Search code examples
pythonasync-awaitpython-asyncio

Does Semaphore object counts all async process or just the process happens under its context manager?


For webscraping purposes i use semaphore object to limit async request.i have another async process simply prints out total scraped object from website.I wonder does semaphore count all async process? or just process under of its context manager?

    async def __get_functions(self):
            some codes here...

            semaphore = asyncio.Semaphore(5)
            async with aiohttp.ClientSession() as session:
                tasks = [self.add_data(session, li, semaphore) for li in li_items]
                await asyncio.gather(*tasks)


    async def add_data(self, s, li, semaphore):
        some codes here ...
        async with semaphore:
            info = await self.__get_function_data(s, href)
        self.data.append({"Name": name, **info})
        self.count += 1

start point of program

#here as u can see there is other async functions also
    async def __start_application(self):
        await asyncio.gather(self.__print_total_count(), self.__get_functions())

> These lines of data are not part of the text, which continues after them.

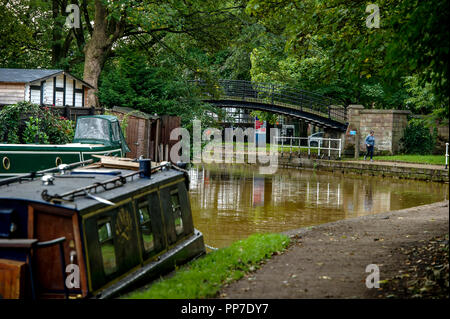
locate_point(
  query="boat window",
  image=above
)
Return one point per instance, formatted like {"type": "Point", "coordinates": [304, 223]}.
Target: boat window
{"type": "Point", "coordinates": [92, 128]}
{"type": "Point", "coordinates": [146, 227]}
{"type": "Point", "coordinates": [106, 241]}
{"type": "Point", "coordinates": [176, 210]}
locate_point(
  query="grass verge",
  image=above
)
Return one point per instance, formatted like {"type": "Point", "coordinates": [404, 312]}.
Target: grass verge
{"type": "Point", "coordinates": [204, 277]}
{"type": "Point", "coordinates": [420, 159]}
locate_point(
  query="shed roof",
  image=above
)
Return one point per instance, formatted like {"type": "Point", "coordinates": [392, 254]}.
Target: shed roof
{"type": "Point", "coordinates": [31, 75]}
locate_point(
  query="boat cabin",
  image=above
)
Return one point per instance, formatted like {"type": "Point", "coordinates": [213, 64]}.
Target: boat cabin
{"type": "Point", "coordinates": [94, 135]}
{"type": "Point", "coordinates": [94, 232]}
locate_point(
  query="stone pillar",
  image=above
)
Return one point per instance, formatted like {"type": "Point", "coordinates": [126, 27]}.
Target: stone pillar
{"type": "Point", "coordinates": [354, 123]}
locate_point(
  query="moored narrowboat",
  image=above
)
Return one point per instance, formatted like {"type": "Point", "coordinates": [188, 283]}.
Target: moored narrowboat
{"type": "Point", "coordinates": [93, 232]}
{"type": "Point", "coordinates": [94, 135]}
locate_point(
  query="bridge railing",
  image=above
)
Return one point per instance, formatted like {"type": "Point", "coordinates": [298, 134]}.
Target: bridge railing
{"type": "Point", "coordinates": [323, 146]}
{"type": "Point", "coordinates": [276, 95]}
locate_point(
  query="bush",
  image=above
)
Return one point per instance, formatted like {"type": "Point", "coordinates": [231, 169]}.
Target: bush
{"type": "Point", "coordinates": [42, 126]}
{"type": "Point", "coordinates": [417, 138]}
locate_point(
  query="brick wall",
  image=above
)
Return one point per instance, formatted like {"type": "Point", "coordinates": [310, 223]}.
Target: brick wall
{"type": "Point", "coordinates": [388, 127]}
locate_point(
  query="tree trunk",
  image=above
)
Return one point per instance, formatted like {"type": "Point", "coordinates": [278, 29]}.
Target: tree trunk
{"type": "Point", "coordinates": [104, 34]}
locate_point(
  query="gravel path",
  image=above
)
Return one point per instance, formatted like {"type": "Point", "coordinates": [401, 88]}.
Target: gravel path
{"type": "Point", "coordinates": [329, 260]}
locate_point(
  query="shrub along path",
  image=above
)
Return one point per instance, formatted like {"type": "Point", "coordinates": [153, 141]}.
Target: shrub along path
{"type": "Point", "coordinates": [399, 164]}
{"type": "Point", "coordinates": [330, 260]}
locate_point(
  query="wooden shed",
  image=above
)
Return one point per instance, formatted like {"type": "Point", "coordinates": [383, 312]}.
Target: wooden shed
{"type": "Point", "coordinates": [147, 135]}
{"type": "Point", "coordinates": [41, 86]}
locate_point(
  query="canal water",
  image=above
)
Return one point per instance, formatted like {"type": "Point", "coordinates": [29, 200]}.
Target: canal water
{"type": "Point", "coordinates": [231, 202]}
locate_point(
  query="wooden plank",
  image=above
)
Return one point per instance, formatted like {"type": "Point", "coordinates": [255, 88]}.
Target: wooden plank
{"type": "Point", "coordinates": [12, 279]}
{"type": "Point", "coordinates": [17, 243]}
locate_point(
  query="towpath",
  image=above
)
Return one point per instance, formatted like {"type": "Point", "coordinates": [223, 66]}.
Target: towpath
{"type": "Point", "coordinates": [330, 260]}
{"type": "Point", "coordinates": [398, 164]}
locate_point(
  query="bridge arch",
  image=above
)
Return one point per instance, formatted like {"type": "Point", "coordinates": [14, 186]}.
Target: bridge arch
{"type": "Point", "coordinates": [310, 107]}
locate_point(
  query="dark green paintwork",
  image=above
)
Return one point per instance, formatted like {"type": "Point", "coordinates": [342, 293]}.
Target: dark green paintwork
{"type": "Point", "coordinates": [25, 158]}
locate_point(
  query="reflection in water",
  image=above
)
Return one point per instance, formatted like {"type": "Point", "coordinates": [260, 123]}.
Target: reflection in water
{"type": "Point", "coordinates": [231, 202]}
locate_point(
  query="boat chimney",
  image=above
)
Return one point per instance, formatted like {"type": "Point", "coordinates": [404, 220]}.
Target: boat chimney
{"type": "Point", "coordinates": [145, 166]}
{"type": "Point", "coordinates": [47, 179]}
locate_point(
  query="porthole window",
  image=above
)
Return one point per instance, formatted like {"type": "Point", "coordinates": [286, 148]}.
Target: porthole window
{"type": "Point", "coordinates": [146, 227]}
{"type": "Point", "coordinates": [106, 241]}
{"type": "Point", "coordinates": [58, 161]}
{"type": "Point", "coordinates": [6, 163]}
{"type": "Point", "coordinates": [176, 211]}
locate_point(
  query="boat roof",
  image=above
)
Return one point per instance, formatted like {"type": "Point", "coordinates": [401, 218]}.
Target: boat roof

    #i will call this method from class object
    def start(self):
        asyncio.run(self.__start_application())


Solution

  • First I would like to correct your terminology. In an asyncio program, the execution unit is a Task, not a Process. The two words have very different meanings in Python and it is important to use the correct one.

    When you use a semaphore in a with statement, the block (which you say is "under" the semaphore) contains neither a Task nor a Process but just some code. The semaphore counts calls to its two methods acquire and release. acquire decrements the count and release increments it. The with statement insures that those calls are always paired - when you execute the with statement, it calls acquire; when you exit the with-block it calls release. The point of a Semaphore is that the count is never less than zero: if you call acquire when the count is already zero, it will suspend the task at the point. The task will not go forward until another task calls release. That's pretty much the whole story for a Semaphore. That's all it does.

    So in your case, if you have 6 tasks that all try to acquire the semaphore, five tasks will go through and begin to execute the code inside the with block. The sixth task will stop until one of the other five tasks leaves the with block.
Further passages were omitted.